In linea con le attese della womenmics,molte aziende hanno puntato su pratiche e servizi di conciliazione per le dipendente con figli.L'australiana Autoliv (componente per auto) ha visto crollare i tassi di assenteismo a seguito di una nuova politica aziendale su congedi e flessibilità dei tempi di lavoro, quasi sempre con effetti economici molto positivi.
La ricerca insiste su una caretteristica comune di tutti i casi esaminati: le aziende non si sono limitate a incentivare manager e quadri intermedi. Hanno coinvolto la base larga dei propri dipendenti, a cominciare dagli addetti alle linee di montaggio. Il quadro che emerge è incoraggiante e rassicurante proprio perchè combina competitività e inclusione: più profitti a partire dal fondo della scala, ma anche per tutti quanti si trovano in fondo(e hanno concrete opportunità di salire).

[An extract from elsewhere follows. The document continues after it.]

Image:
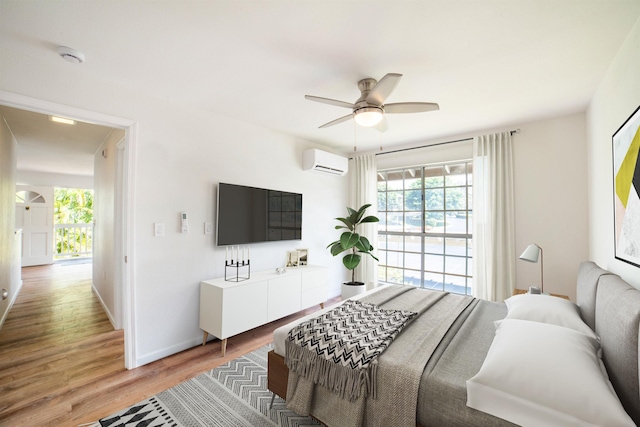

Esempi sparsi e disordinati,si dirà, incapaci di sostituirsi a Walmart nell'immaginario di lavoratori sempre più insicuri e di imprenditori sempre più oppressi dal peso dei costi. Come si può inbboccare la strada della competività inclusiva se i mercati finanziari e le borse non tengono in nessuna considerazione l'investimento in capitale umano e premiano solo i tagli e le ristrutturazioni? Le autrici della ricerca sono ben consapevoli di questi problemi è propongono alcune soluzioni. Il messaggio finale è però ottimista: esiste una strada sweatshop free per i sistemi produttivi dei paesi sviluppati.Ma possiamo solo inbbocarla se imprenditori e sindacati ci credono e ci provano seriamente:nel rispetto dei loro ruoli e del loro contrasto d'interessi, però collaborando su alcuni obbiettivi strategici, con inventiva e pragmatismo.